There's a perpetual balancing act that has to happen between security and usability. After all, the most secure machine is one that's turned off and unplugged, right?
Funny thing is that I am the security admin for the test environment; nobody gets in without my say-so. I hold all the keys to all the locks, except the one on the physical door to the room with the machine with the button that says “start end-of-day now”.
So I get to wreak merry havoc as king and god of my own little domain… until I have to beg the castellan two castles over for the keys to the bathroom. Then we go through the “who’s on first?” routine.
You seem to be determined to take offense at everything I say.
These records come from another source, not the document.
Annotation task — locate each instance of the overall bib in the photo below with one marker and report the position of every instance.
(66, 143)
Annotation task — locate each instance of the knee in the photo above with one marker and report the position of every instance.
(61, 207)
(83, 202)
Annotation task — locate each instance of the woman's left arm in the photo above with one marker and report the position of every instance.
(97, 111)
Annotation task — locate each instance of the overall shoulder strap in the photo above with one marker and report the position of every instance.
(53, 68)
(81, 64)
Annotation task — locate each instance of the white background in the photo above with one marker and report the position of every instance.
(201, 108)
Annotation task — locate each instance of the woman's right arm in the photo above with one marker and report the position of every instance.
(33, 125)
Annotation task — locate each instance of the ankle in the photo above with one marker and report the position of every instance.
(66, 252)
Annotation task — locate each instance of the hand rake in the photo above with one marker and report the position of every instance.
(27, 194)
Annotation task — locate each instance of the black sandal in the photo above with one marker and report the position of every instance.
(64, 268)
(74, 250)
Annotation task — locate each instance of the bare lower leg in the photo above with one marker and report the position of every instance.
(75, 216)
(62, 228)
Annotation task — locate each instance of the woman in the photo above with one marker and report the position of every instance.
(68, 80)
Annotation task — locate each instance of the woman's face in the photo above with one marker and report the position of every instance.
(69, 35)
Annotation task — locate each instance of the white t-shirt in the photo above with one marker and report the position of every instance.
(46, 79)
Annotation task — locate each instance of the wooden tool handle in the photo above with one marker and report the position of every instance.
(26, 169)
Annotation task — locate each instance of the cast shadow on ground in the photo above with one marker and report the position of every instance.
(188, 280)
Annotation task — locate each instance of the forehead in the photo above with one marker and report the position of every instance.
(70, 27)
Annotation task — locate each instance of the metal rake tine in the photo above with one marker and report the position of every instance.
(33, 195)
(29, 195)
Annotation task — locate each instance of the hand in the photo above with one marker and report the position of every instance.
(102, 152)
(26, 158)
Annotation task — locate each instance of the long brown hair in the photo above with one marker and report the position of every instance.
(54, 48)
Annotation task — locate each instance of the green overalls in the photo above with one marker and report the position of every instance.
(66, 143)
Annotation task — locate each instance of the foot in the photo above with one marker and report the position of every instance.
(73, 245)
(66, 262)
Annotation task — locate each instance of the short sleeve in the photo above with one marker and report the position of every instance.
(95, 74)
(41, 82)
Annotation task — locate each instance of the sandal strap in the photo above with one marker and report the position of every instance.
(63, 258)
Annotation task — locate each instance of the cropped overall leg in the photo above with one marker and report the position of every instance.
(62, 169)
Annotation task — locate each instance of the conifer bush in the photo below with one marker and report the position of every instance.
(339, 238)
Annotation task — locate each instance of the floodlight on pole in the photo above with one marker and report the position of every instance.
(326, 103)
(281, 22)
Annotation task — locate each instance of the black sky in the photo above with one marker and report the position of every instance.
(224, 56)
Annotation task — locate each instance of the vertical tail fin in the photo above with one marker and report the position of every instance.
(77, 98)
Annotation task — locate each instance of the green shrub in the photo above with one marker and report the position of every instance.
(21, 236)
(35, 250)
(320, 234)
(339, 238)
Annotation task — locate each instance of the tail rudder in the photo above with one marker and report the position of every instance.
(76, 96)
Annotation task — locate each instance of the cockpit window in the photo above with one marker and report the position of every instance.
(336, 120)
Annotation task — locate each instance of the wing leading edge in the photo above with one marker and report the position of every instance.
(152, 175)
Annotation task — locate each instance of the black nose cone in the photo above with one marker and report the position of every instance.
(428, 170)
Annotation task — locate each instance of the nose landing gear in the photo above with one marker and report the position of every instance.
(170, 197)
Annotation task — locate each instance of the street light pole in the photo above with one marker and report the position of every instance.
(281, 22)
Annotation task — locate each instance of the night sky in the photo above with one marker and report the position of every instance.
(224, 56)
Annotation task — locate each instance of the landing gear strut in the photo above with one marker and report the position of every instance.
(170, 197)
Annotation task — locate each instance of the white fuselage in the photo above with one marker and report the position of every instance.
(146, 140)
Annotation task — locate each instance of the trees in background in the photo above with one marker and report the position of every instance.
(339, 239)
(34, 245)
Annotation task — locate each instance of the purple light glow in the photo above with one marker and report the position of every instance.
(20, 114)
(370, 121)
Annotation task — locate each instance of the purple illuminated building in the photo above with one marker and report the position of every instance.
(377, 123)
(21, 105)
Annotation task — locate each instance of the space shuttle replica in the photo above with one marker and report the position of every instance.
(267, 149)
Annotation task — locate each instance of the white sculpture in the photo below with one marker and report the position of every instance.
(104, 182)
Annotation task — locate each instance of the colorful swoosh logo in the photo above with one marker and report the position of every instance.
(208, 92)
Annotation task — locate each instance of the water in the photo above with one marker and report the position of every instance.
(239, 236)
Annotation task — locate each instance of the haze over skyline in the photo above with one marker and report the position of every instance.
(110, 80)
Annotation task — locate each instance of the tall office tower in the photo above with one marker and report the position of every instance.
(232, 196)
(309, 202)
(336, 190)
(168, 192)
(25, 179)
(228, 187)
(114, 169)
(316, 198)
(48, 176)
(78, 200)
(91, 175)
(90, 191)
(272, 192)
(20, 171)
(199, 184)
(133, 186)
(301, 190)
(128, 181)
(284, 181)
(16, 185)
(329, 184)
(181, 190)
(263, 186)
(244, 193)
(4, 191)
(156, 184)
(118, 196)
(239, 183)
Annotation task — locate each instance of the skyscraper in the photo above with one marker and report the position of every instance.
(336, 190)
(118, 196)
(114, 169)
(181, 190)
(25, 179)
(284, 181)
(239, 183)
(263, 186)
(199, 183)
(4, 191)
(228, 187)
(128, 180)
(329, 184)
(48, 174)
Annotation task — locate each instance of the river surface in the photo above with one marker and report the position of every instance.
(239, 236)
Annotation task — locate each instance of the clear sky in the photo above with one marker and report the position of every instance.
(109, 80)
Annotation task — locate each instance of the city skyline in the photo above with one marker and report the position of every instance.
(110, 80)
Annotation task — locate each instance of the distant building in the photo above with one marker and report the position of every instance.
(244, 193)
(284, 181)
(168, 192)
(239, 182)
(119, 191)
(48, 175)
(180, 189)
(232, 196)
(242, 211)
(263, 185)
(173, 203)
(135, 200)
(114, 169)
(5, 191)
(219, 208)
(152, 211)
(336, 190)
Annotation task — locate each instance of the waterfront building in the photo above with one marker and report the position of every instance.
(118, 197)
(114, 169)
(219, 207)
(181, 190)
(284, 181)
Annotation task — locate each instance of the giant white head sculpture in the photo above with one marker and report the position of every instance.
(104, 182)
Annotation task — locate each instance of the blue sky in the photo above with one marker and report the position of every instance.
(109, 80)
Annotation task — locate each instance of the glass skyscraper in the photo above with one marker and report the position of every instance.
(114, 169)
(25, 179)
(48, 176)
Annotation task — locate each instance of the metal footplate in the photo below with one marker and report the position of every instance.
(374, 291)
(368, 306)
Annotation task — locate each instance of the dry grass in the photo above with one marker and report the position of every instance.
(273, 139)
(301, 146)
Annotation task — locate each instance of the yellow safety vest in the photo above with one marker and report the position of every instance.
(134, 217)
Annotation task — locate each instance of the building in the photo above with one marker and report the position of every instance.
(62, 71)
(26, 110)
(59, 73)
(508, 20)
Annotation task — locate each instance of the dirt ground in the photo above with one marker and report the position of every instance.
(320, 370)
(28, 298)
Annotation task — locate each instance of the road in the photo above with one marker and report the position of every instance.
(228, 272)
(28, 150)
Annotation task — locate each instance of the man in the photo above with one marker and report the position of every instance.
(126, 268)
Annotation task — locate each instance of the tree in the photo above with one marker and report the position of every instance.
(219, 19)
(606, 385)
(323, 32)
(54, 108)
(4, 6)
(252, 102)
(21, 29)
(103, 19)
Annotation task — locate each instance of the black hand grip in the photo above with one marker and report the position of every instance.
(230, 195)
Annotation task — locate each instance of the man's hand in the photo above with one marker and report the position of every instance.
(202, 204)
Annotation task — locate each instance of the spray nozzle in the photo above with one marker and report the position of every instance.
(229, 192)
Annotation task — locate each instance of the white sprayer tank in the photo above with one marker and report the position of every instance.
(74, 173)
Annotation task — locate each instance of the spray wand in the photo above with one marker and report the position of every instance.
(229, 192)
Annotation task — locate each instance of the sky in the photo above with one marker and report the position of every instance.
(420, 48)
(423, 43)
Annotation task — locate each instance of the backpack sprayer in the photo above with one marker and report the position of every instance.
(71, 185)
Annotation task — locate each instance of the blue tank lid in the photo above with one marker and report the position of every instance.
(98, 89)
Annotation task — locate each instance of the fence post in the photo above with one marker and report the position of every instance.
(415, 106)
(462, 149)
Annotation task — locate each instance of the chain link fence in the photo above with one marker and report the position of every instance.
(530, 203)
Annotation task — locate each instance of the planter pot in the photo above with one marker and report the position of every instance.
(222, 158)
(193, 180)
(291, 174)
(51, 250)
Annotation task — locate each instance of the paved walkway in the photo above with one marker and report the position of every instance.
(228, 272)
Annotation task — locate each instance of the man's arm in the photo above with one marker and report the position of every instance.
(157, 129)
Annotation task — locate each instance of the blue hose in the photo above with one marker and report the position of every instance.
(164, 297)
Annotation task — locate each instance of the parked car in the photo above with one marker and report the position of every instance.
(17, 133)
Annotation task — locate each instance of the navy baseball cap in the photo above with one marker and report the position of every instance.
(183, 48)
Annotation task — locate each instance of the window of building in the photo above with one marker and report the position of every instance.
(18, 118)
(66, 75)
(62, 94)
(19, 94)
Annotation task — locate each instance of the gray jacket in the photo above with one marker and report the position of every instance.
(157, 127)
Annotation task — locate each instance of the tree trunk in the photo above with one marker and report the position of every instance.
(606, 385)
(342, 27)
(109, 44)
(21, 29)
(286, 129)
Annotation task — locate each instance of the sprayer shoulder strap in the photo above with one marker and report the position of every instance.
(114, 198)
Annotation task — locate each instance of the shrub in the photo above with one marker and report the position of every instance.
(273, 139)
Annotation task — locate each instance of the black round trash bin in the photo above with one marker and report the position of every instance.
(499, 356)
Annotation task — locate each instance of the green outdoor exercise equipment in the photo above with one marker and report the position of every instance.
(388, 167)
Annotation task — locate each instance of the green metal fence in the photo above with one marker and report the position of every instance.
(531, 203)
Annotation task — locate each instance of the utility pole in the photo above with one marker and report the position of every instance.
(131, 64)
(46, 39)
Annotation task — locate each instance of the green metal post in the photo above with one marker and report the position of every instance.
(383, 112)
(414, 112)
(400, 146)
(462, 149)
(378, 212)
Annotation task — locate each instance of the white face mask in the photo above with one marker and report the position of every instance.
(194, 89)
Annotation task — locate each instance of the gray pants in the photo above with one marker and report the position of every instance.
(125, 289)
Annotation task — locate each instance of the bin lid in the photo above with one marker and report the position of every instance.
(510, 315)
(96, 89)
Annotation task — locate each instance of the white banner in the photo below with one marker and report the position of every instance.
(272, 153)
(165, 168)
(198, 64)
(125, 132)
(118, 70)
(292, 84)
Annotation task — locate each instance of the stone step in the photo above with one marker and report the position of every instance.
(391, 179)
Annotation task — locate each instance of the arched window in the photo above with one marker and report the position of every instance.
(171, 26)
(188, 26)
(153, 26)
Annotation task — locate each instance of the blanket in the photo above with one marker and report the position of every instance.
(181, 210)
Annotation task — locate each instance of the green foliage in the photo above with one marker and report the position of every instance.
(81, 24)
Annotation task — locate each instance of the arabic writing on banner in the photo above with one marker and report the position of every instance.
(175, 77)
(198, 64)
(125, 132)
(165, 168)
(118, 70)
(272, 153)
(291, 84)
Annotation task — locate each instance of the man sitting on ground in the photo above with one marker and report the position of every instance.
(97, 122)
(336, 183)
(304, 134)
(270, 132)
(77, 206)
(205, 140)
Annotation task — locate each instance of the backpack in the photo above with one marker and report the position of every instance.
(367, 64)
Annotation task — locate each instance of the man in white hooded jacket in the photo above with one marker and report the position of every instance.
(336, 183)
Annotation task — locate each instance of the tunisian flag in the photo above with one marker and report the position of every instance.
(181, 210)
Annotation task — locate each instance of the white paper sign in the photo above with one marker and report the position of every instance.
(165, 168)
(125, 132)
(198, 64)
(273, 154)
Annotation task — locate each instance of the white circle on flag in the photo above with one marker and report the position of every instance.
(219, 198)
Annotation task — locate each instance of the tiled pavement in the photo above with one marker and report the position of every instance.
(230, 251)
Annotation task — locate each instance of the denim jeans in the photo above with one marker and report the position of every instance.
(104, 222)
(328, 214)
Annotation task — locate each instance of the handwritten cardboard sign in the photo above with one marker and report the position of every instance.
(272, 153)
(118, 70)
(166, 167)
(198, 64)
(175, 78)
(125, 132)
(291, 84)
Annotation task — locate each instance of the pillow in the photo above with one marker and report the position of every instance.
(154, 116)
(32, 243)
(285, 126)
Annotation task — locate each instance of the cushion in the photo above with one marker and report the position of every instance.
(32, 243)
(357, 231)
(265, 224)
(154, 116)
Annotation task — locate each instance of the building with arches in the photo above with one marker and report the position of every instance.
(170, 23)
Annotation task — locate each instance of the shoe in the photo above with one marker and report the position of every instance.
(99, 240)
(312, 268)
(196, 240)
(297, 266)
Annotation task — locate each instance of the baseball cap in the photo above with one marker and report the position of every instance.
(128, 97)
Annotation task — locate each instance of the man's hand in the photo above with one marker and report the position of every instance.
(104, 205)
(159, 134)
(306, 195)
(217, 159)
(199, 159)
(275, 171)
And it’s not fair to the Doc here to get into a pissing match on his journal.
So let me just suggest that, as both the change management team lead and the person who built the QA department here from scratch, I might actually know what I’m talking about. And that it would be a waste of time and bandwidth for me to explain to you the very many ways in which you are mistaken about the way we run our shop.
And let us draw this tangent to a close.